見る前まで韓国映画かと思っていたのだが、韓国映画『ブラインド』(2011)の中国版リメイクだった。監督は韓国オリジナル版の人が出張して担当している。つまり自作のリメイクというわけだ。こういうの、キャストが中国人になるわけで、言葉の問題とか大変だろうなといつも思う。もっとも私はオリジナル版を見ていないので比較してどうこうは言えない。

話は事故によって目の見えないヒロインが、偶然ひき逃げ現場に居合わせたことによって世間を騒がしている連続女子大生誘拐犯に命を狙われることになるサスペンスもの。ヒロインは元警察官で、失明はしていても健常者以上の観察力で、逆に犯人を追い詰めていくという流れである。

クライマックスはオードリー・ヘップバーンの『暗くなるまで待って』をパクっているな、と思うし、この手のサスペンスものは一時期アメリカ映画にたくさんあったのでそれほど新しさはない。それでもスマホに付いたカメラによって逃げ道を教えてもらうとか、超音波で障害物を知らせるハンディタイプの機械を登場させたりとか、今日的なネタはしっかり盛り込むという工夫は感じられる。特にスマホはかなりいいアイデアで、夜の閉店後のショッピングセンターを逃げ回る場面はハラハラさせた。

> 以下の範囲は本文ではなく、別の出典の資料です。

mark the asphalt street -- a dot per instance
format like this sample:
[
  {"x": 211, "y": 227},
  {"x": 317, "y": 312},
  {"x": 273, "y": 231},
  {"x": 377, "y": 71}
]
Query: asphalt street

ただヒロインの、弟を亡くした過去のトラウマやら、犯人の動機やらいろいろ見ていて煩わしくなる箇所もある。まあ、弟を亡くしたトラウマを吹っ切ることがドラマとしてのミソではあるのだが、ちょっとお涙頂戴的なクドさを感じた。これは元・韓国映画ならではの欠点である。またちょっとお間抜けな刑事やヒロインの協力者となる若者のキャラクターもステレオタイプの域を出ない。ところでこの若者を演じているのは、LUHAN(ルハン)という韓国・中国のアイドルスターらしいのだが、最初ただのスケボー少年だと思っていたら、最後で突然歌手になってステージで歌うのでビックリした。スケボーやってたストリートの少年が、必ずしも歌が上手いとは限らないので、無理があると思うがなあ。ルハンに合わせたんだろうな…。

それより心を動かされたのは、ヒロインを助けるために勇敢にも犯人に立ち向かい、犯人にメッタ刺しにされ殺される盲導犬くん。個人的にパルムドッグ賞をあげる(笑)。しかし犬好きの人にはあの場面はショックが大きいだろうなあ。